Battery voltage is supplied to the potentiometer. The output voltage from the potentiometer varies according to the resistance through the potentiometer in relation to the fuel level. The output voltage is connected to the fuel gauge in the instrument pack. The fuel gauge receives a battery voltage input and this is compared with the output voltage from the potentiometer. The difference between the two voltages determines the deflection of the fuel gauge pointer.






Injectors

Injectors:

An injector for each cylinder is mounted externally in the lower inlet manifold on the engine. The injector protrudes into the inlet manifold tract, where it releases a controlled delivery of fuel into the manifold air inlet.

Each injector is sealed to the fuel rail and the inlet manifold with '0' rings. Spring clips retain each injector to the fuel rail and the attachment of the fuel rail clamps the injectors in the lower manifold.

The injector housing is manufactured from plastic which encapsulates a high-alloy steel housing. The steel housing contains all components which come into contact with fuel. The plastic housing also provides the attachment for the engine harness connector for the injector. A solenoid is located between the two housings and moves a valve needle via an armature. The valve needle seats on a valve seat which incorporates a spray orifice plate. A filter strainer is fitted at the connection with the fuel rail to remove any paniculate matter from the fuel before it enters the injector.

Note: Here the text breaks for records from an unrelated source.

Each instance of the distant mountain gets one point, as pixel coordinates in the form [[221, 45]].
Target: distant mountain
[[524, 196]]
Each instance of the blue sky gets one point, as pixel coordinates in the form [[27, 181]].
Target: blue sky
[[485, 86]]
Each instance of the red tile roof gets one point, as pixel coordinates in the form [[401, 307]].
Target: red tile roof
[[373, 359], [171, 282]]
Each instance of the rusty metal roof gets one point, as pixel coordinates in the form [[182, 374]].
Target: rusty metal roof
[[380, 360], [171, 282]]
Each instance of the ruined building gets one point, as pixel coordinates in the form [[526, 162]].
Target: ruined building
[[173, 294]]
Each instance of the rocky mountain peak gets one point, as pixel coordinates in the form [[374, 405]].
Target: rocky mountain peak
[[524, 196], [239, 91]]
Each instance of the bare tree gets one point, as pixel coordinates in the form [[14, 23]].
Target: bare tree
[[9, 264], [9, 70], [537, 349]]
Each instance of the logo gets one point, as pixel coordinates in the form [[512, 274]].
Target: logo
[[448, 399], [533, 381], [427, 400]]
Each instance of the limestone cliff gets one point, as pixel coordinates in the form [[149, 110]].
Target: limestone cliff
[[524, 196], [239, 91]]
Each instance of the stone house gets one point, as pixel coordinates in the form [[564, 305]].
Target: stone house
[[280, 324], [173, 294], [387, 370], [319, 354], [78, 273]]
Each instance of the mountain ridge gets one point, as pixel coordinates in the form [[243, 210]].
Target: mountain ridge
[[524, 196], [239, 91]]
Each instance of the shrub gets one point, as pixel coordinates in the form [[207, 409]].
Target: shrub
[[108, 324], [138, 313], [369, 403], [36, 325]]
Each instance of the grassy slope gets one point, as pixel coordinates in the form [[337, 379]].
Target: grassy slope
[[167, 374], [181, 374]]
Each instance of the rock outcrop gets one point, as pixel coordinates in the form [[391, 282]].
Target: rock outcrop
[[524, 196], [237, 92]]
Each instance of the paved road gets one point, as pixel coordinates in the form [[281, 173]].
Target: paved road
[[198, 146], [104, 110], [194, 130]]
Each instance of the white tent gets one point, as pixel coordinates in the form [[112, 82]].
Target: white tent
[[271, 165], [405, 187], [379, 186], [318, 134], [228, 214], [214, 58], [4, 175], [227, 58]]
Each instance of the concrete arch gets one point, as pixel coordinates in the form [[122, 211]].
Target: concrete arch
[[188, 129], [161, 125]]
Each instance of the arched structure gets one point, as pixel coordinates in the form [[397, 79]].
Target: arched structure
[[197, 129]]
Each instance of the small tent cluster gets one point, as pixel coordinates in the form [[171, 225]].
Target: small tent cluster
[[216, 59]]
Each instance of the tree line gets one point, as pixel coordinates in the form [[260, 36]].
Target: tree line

When the ECM energizes the solenoid, the armature moves lifting the valve needle off its seat. This allows pressurized fuel from the fuel rail to pass through the injector housing and needle to the spray orifice. The spray orifice controls the spray shape and fuel metering. When the solenoid is de-energized, the valve needle returns to the valve seat, aided by a spring, closing off the injection of fuel into the inlet.

Each injector receives a battery supply voltage via a fuse in the engine compartment fusebox. The fuel delivery timing is controlled by the ECM, which, at a precisely timed interval, provides a ground path for the injector. The completion of the ground path operates the injector to allow fuel at pump pressure to be delivered from the fuel rail to the injector nozzle. Each injector sprays a finely atomized spray of fuel into the inlet, where it is mixed with the intake air prior to combustion.

Faults for each injector are stored in the ECM and can be retrieved using TestBook. Each injector can be checked across the two connector pins. For a correctly functioning injector a resistance of between 13.8 and 15.2 ohms at a temperature of 20° C (65° F) should be read across the pins.